How they workA sectored cache is broken up into sectors (hence the name) each of which has an address tag associated with it. Each sector is further broken down into subsectors, each of which has a "valid" bit allowing for some subsectors to remain empty while others are full.
The Victim Cache, in architectures with them, stores just-evicted lines from another level of cache. This cache is usually highly associative and has very few entries, but solves one of the pathological cases for direct-mapped caches, the alternating memory access pattern where a cache line conflict occurs. These types of memory patterns cause conflict misses, a cache miss caused by subsequent accesses which use and evict the same cache line.
In general, the solution to conflict misses is a cache of higher associativity. However, associative caches require more logic (ie. run slower) than direct mapped caches; direct mapped caches are faster but less efficient. One solution is to use a more associative cache, giving each line higher associativity, but this is expensive in cache logic. In actual workloads, it was discovered that high associativity is only really needed for very few cache lines. The victim cache's effect is to extend the associativity of cache lines which need them. The associativity of that particular direct mapped cache line increases by the number of entries in the victim cache. Traditional victim caches are usually between 4 and 16 entries and run a little slower than the parent cache due to the fully associative feature of a victim cache.
Architectures implementing victim cache for x86 include the Transmeta Efficeon, AMD K7, AMD K8, AMD K10, and the Intel Core i7 series. The AMD and Intel implementations will be examined in the next section.
AMD has traditionally implemented an exclusive cache hierarchy, a form of cache that avoids duplication of data by ensuring that data is only available at one cache level. When a line of cache is evicted from a lower level cache, it is added to a higher level cache. Therefore, a victim cache is a natural development from implementation of an exclusive cache as a buffer between levels of cache.
Traditional Victim Caches are implemented in AMD's older architectures, such as the K7 and K8. In K7, the cache was located on a very slow external bus, and the victim cache acted as a buffer between evicted lines from L1 cache and slow L2 cache. In K8 and later iterations of K7, the L2 cache was fast because it was integrated on-chip, but transferring data between the L1 and L2 cache was still an expensive (powerwise) operation that the victim cache helped mitigate. In addition, the hardware is already there from the K7 core. The victim caches on these CPUs was very small: 8 entries (512 bytes at 64 bytes per line).

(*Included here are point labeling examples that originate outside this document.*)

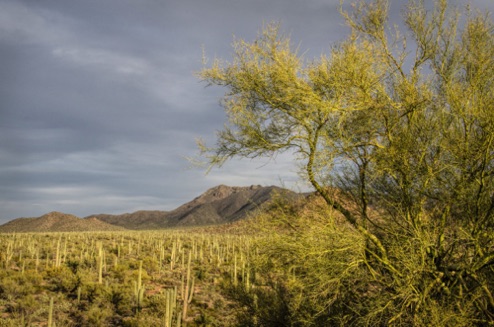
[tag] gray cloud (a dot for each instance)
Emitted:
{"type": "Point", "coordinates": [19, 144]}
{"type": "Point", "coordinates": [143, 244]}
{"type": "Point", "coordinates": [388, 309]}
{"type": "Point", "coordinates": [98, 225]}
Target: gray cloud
{"type": "Point", "coordinates": [99, 105]}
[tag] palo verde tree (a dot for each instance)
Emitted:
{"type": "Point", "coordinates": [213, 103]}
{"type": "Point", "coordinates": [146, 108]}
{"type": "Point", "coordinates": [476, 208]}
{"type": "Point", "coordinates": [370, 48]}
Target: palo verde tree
{"type": "Point", "coordinates": [395, 130]}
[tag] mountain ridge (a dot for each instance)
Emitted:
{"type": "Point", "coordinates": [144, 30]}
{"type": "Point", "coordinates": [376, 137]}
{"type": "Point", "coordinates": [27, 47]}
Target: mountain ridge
{"type": "Point", "coordinates": [217, 205]}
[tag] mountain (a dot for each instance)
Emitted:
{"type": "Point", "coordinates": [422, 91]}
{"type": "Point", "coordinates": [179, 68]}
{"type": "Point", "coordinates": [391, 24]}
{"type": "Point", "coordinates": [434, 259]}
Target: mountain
{"type": "Point", "coordinates": [220, 204]}
{"type": "Point", "coordinates": [56, 222]}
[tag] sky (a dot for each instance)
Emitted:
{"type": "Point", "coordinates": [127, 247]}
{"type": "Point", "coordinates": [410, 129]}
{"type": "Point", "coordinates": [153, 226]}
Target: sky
{"type": "Point", "coordinates": [100, 105]}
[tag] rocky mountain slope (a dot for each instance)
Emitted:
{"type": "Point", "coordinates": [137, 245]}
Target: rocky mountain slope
{"type": "Point", "coordinates": [56, 221]}
{"type": "Point", "coordinates": [220, 204]}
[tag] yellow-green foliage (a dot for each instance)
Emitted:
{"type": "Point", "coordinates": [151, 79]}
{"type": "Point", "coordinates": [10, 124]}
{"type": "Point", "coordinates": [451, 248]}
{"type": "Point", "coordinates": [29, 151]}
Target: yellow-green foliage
{"type": "Point", "coordinates": [395, 136]}
{"type": "Point", "coordinates": [117, 278]}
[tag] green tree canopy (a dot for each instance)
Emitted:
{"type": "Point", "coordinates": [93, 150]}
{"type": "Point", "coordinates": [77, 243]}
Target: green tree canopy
{"type": "Point", "coordinates": [395, 130]}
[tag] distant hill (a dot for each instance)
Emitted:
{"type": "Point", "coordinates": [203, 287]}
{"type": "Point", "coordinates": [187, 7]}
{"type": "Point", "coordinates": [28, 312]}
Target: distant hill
{"type": "Point", "coordinates": [220, 204]}
{"type": "Point", "coordinates": [56, 222]}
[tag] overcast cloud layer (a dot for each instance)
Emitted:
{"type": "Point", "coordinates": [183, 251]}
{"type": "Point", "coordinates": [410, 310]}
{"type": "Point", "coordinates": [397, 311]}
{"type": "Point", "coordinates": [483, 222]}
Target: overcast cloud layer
{"type": "Point", "coordinates": [99, 105]}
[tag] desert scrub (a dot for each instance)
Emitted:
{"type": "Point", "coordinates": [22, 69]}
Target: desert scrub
{"type": "Point", "coordinates": [92, 277]}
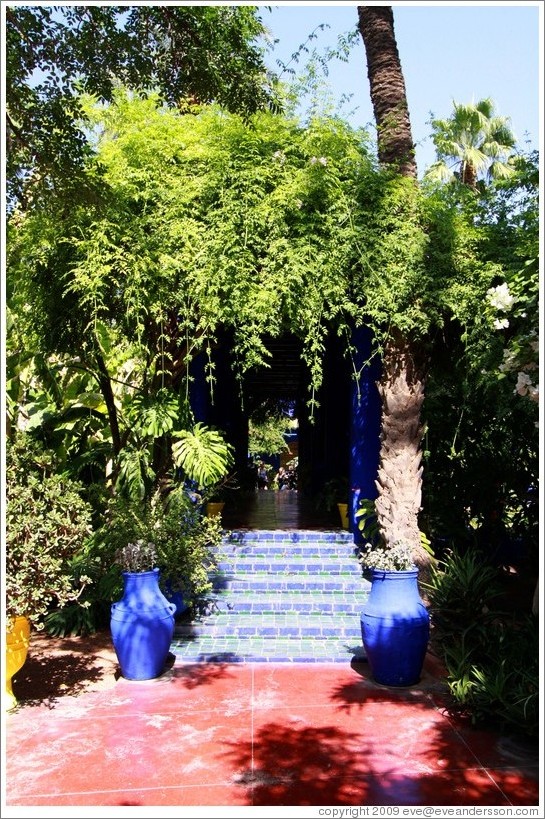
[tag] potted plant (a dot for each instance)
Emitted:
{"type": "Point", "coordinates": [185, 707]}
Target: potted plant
{"type": "Point", "coordinates": [142, 622]}
{"type": "Point", "coordinates": [335, 493]}
{"type": "Point", "coordinates": [394, 621]}
{"type": "Point", "coordinates": [47, 524]}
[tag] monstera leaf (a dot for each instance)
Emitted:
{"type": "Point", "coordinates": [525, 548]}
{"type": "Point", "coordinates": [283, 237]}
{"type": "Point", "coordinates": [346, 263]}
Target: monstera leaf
{"type": "Point", "coordinates": [203, 454]}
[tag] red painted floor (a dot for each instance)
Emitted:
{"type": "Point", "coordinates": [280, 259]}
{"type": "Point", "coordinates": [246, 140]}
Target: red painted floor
{"type": "Point", "coordinates": [260, 735]}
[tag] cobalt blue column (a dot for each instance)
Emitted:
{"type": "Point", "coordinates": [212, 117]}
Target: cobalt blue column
{"type": "Point", "coordinates": [365, 426]}
{"type": "Point", "coordinates": [199, 389]}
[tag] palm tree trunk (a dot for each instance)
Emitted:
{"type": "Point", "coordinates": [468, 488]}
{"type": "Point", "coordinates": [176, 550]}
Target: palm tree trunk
{"type": "Point", "coordinates": [388, 95]}
{"type": "Point", "coordinates": [399, 481]}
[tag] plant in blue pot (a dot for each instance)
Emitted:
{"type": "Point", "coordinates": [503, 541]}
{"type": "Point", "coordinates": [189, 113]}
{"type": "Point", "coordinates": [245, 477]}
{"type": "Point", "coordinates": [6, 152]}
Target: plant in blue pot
{"type": "Point", "coordinates": [142, 622]}
{"type": "Point", "coordinates": [394, 622]}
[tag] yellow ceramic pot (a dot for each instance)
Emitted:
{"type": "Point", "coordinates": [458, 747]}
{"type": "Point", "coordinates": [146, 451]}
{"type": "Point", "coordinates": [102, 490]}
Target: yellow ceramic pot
{"type": "Point", "coordinates": [17, 640]}
{"type": "Point", "coordinates": [213, 509]}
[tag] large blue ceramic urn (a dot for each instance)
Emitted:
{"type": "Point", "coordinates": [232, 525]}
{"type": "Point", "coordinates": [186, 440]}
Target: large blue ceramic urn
{"type": "Point", "coordinates": [142, 625]}
{"type": "Point", "coordinates": [395, 627]}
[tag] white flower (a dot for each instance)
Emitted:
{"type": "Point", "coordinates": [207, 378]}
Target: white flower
{"type": "Point", "coordinates": [523, 382]}
{"type": "Point", "coordinates": [501, 324]}
{"type": "Point", "coordinates": [500, 297]}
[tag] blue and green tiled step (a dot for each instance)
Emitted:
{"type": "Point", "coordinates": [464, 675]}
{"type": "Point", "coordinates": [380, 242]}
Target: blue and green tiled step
{"type": "Point", "coordinates": [280, 596]}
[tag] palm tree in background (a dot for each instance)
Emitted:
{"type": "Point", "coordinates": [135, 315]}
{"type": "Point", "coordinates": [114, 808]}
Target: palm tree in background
{"type": "Point", "coordinates": [401, 387]}
{"type": "Point", "coordinates": [473, 142]}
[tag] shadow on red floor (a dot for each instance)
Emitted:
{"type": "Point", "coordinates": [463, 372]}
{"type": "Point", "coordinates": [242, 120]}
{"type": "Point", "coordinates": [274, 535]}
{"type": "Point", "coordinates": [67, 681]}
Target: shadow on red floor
{"type": "Point", "coordinates": [261, 735]}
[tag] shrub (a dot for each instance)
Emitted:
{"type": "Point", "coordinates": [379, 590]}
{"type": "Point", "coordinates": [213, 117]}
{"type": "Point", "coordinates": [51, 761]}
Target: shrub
{"type": "Point", "coordinates": [47, 524]}
{"type": "Point", "coordinates": [491, 657]}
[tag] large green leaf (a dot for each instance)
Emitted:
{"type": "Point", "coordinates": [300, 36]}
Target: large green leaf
{"type": "Point", "coordinates": [203, 454]}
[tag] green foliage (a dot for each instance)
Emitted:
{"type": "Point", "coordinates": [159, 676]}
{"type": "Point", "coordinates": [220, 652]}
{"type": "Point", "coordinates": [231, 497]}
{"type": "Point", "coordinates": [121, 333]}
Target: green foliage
{"type": "Point", "coordinates": [47, 524]}
{"type": "Point", "coordinates": [473, 142]}
{"type": "Point", "coordinates": [53, 53]}
{"type": "Point", "coordinates": [397, 558]}
{"type": "Point", "coordinates": [137, 557]}
{"type": "Point", "coordinates": [333, 492]}
{"type": "Point", "coordinates": [491, 657]}
{"type": "Point", "coordinates": [203, 454]}
{"type": "Point", "coordinates": [184, 540]}
{"type": "Point", "coordinates": [267, 428]}
{"type": "Point", "coordinates": [461, 590]}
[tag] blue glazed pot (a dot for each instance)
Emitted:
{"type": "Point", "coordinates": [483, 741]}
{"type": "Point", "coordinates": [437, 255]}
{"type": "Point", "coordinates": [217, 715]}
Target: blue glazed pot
{"type": "Point", "coordinates": [142, 625]}
{"type": "Point", "coordinates": [395, 628]}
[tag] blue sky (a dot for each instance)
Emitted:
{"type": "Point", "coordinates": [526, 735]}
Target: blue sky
{"type": "Point", "coordinates": [448, 51]}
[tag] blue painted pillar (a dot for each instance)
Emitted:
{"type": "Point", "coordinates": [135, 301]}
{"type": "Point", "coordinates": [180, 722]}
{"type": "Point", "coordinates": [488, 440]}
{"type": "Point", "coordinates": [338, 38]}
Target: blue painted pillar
{"type": "Point", "coordinates": [365, 427]}
{"type": "Point", "coordinates": [199, 389]}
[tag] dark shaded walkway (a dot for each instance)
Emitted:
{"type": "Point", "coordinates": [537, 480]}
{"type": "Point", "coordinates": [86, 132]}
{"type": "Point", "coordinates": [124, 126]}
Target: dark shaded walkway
{"type": "Point", "coordinates": [267, 509]}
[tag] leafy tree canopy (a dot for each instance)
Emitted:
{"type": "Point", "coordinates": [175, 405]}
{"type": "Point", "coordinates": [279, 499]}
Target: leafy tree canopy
{"type": "Point", "coordinates": [186, 53]}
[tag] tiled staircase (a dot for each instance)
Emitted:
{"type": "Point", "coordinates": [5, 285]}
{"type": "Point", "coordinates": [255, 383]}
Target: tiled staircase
{"type": "Point", "coordinates": [280, 596]}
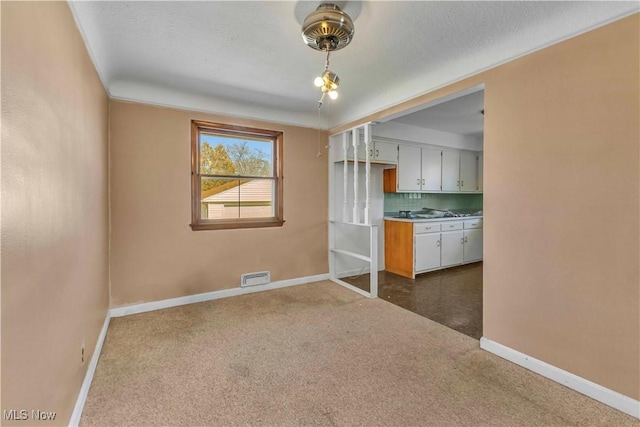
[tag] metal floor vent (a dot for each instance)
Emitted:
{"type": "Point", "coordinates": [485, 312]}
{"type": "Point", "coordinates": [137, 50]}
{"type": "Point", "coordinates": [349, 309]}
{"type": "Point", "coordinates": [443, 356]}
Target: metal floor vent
{"type": "Point", "coordinates": [255, 279]}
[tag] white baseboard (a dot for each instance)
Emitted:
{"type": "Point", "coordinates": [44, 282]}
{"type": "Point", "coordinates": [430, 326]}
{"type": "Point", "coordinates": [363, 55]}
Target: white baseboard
{"type": "Point", "coordinates": [595, 391]}
{"type": "Point", "coordinates": [88, 377]}
{"type": "Point", "coordinates": [208, 296]}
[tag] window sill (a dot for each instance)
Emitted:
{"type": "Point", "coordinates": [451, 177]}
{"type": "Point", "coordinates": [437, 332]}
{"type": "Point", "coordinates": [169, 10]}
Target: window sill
{"type": "Point", "coordinates": [232, 224]}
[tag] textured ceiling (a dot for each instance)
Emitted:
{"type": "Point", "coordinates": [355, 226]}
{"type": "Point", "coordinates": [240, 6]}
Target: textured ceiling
{"type": "Point", "coordinates": [247, 58]}
{"type": "Point", "coordinates": [462, 115]}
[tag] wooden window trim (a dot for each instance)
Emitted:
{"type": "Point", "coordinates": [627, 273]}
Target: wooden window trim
{"type": "Point", "coordinates": [199, 224]}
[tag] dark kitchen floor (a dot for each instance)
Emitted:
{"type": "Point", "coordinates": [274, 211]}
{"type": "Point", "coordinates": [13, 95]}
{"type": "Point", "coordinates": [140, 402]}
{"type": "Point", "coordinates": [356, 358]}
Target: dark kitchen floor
{"type": "Point", "coordinates": [451, 297]}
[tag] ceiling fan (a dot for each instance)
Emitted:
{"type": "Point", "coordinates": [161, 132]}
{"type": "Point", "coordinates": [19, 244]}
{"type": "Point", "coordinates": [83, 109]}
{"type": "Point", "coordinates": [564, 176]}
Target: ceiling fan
{"type": "Point", "coordinates": [327, 29]}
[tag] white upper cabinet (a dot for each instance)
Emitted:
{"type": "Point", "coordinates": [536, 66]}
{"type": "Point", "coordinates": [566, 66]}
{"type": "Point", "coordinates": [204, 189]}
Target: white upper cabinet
{"type": "Point", "coordinates": [450, 170]}
{"type": "Point", "coordinates": [468, 171]}
{"type": "Point", "coordinates": [459, 171]}
{"type": "Point", "coordinates": [431, 169]}
{"type": "Point", "coordinates": [409, 168]}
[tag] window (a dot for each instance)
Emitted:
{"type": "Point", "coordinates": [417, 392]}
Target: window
{"type": "Point", "coordinates": [236, 177]}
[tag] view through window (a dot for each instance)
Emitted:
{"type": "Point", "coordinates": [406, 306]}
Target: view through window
{"type": "Point", "coordinates": [237, 177]}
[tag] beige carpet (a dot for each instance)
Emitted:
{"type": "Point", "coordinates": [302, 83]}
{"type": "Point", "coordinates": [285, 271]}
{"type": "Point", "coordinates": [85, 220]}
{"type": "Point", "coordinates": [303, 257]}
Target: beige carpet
{"type": "Point", "coordinates": [316, 354]}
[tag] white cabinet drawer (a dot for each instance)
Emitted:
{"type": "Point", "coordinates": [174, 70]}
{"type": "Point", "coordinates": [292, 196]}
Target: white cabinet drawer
{"type": "Point", "coordinates": [452, 226]}
{"type": "Point", "coordinates": [421, 228]}
{"type": "Point", "coordinates": [473, 223]}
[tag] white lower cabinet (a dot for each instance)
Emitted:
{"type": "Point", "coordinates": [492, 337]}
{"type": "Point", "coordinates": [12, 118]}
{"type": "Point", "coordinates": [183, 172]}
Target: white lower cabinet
{"type": "Point", "coordinates": [440, 245]}
{"type": "Point", "coordinates": [427, 251]}
{"type": "Point", "coordinates": [452, 248]}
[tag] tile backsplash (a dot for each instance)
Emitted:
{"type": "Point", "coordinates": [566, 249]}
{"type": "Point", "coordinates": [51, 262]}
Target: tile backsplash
{"type": "Point", "coordinates": [394, 202]}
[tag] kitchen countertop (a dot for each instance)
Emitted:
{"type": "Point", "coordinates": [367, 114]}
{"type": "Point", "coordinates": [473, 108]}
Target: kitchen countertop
{"type": "Point", "coordinates": [441, 219]}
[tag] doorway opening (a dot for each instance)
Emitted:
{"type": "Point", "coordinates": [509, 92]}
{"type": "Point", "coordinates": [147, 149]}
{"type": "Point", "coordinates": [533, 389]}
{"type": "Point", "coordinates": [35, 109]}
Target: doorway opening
{"type": "Point", "coordinates": [441, 283]}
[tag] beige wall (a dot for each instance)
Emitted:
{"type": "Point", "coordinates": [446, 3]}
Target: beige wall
{"type": "Point", "coordinates": [155, 254]}
{"type": "Point", "coordinates": [54, 208]}
{"type": "Point", "coordinates": [561, 203]}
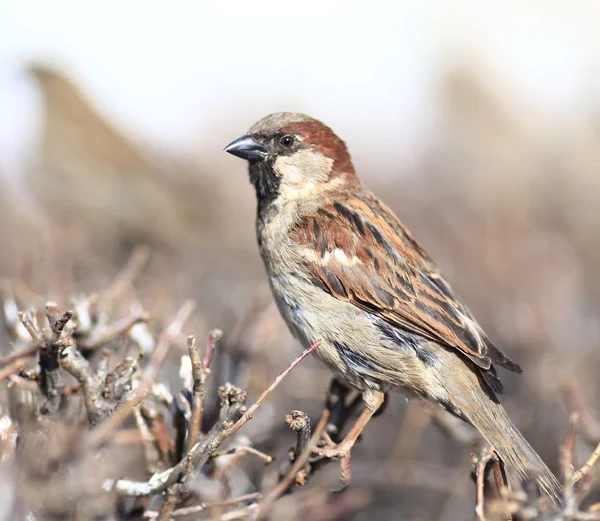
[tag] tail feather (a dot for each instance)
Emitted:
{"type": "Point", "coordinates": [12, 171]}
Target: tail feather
{"type": "Point", "coordinates": [491, 420]}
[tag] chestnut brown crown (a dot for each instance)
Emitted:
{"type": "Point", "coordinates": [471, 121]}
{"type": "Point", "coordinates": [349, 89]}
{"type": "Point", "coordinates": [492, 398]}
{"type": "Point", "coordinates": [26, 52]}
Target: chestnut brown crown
{"type": "Point", "coordinates": [290, 154]}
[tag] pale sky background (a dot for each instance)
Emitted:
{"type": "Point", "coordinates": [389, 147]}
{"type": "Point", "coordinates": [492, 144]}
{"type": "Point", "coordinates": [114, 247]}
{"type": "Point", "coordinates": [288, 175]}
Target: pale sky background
{"type": "Point", "coordinates": [190, 75]}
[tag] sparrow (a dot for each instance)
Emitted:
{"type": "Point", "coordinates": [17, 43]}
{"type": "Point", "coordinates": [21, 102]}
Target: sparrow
{"type": "Point", "coordinates": [344, 270]}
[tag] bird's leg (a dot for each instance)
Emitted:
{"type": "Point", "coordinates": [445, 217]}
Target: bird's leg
{"type": "Point", "coordinates": [373, 401]}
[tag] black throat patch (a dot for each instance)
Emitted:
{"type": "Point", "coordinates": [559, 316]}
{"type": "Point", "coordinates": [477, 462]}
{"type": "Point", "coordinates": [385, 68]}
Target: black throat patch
{"type": "Point", "coordinates": [266, 183]}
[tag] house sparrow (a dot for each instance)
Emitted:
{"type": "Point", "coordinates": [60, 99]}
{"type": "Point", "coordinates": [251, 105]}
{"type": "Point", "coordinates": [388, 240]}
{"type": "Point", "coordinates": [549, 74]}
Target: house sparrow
{"type": "Point", "coordinates": [344, 270]}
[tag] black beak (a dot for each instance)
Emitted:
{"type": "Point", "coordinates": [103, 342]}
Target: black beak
{"type": "Point", "coordinates": [247, 148]}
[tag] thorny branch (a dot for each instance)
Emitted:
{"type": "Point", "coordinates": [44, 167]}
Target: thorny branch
{"type": "Point", "coordinates": [233, 415]}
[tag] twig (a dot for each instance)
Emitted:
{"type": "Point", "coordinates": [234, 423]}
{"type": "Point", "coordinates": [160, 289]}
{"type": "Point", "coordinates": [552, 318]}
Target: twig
{"type": "Point", "coordinates": [151, 454]}
{"type": "Point", "coordinates": [587, 466]}
{"type": "Point", "coordinates": [566, 461]}
{"type": "Point", "coordinates": [15, 367]}
{"type": "Point", "coordinates": [501, 481]}
{"type": "Point", "coordinates": [247, 450]}
{"type": "Point", "coordinates": [52, 382]}
{"type": "Point", "coordinates": [232, 404]}
{"type": "Point", "coordinates": [290, 477]}
{"type": "Point", "coordinates": [299, 422]}
{"type": "Point", "coordinates": [213, 337]}
{"type": "Point", "coordinates": [159, 354]}
{"type": "Point", "coordinates": [199, 391]}
{"type": "Point", "coordinates": [167, 337]}
{"type": "Point", "coordinates": [77, 366]}
{"type": "Point", "coordinates": [105, 335]}
{"type": "Point", "coordinates": [202, 507]}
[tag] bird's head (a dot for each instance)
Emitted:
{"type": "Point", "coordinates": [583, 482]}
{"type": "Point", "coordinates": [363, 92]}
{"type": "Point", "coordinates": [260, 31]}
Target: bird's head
{"type": "Point", "coordinates": [293, 156]}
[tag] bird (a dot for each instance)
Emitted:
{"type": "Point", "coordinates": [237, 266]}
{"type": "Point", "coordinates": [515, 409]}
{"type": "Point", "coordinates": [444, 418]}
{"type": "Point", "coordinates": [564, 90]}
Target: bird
{"type": "Point", "coordinates": [345, 271]}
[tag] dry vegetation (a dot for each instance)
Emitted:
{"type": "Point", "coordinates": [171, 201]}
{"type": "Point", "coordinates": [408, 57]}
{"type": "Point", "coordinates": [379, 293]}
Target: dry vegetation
{"type": "Point", "coordinates": [110, 410]}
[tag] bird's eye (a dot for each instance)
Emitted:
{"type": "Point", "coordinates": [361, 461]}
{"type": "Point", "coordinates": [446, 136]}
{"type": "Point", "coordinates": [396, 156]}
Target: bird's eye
{"type": "Point", "coordinates": [287, 141]}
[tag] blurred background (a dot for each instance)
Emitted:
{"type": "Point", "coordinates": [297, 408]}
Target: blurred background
{"type": "Point", "coordinates": [479, 123]}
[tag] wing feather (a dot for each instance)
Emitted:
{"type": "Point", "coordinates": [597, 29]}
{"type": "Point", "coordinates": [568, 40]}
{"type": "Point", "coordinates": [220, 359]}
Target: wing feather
{"type": "Point", "coordinates": [359, 251]}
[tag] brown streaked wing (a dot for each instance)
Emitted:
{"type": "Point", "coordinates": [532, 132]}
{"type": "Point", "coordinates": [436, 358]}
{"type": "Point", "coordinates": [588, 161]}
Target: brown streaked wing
{"type": "Point", "coordinates": [384, 270]}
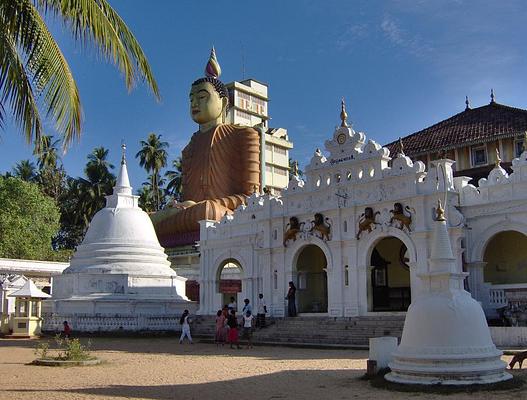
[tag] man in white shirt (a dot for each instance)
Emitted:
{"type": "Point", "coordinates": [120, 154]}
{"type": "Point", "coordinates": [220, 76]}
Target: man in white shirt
{"type": "Point", "coordinates": [262, 310]}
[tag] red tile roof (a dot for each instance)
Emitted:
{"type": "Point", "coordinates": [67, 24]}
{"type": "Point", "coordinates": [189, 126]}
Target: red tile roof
{"type": "Point", "coordinates": [478, 125]}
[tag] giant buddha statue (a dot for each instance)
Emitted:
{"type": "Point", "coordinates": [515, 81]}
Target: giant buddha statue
{"type": "Point", "coordinates": [220, 165]}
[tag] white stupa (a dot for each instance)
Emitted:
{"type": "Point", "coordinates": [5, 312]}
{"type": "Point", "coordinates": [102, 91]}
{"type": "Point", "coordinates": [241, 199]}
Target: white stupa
{"type": "Point", "coordinates": [120, 272]}
{"type": "Point", "coordinates": [446, 339]}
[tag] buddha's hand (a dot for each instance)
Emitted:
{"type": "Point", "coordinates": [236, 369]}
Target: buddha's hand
{"type": "Point", "coordinates": [184, 204]}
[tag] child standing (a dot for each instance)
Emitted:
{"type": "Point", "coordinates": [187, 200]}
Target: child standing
{"type": "Point", "coordinates": [248, 328]}
{"type": "Point", "coordinates": [185, 327]}
{"type": "Point", "coordinates": [233, 329]}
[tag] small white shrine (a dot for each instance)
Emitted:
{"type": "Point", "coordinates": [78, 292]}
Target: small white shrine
{"type": "Point", "coordinates": [27, 320]}
{"type": "Point", "coordinates": [119, 278]}
{"type": "Point", "coordinates": [446, 339]}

With the increasing focus on multiprocessing, AMD used the "victim cache" idea and evolved it into a large "victim cache" capable of serving more than two CPUs. In AMD's K10 architecture, a three-level cache hierarchy was used, with the new victim cache at the third level. A smaller, faster, and more associative L1 and L2 cache was dedicated to each CPU, coupled to a large, slow L3 victim cache, which was no longer fully associative. This victim cache was shared between all of the CPUs on the package and was 2-6 MB, an order of magnitude larger than earlier victim caches. The higher associativities of lower level caches reduces the effectiveness of the traditional victim cache. Thus, the evolution of the victim cache to fulfill the demands of multiprocessing is natural.
Intel's Core i7 uses the L3 "victim cache" with non-shared L2 caches to improve cache performance for multiple CPUs. Intel's cache hierarchy is inclusive, so no prior Intel CPU has implemented this feature as there is no good reason to use a victim cache for a inclusive cache on a uniprocessor system (the cache line is just re-fetched from the lower level cache). It marks the first time that an Intel chip has implemented a victim cache.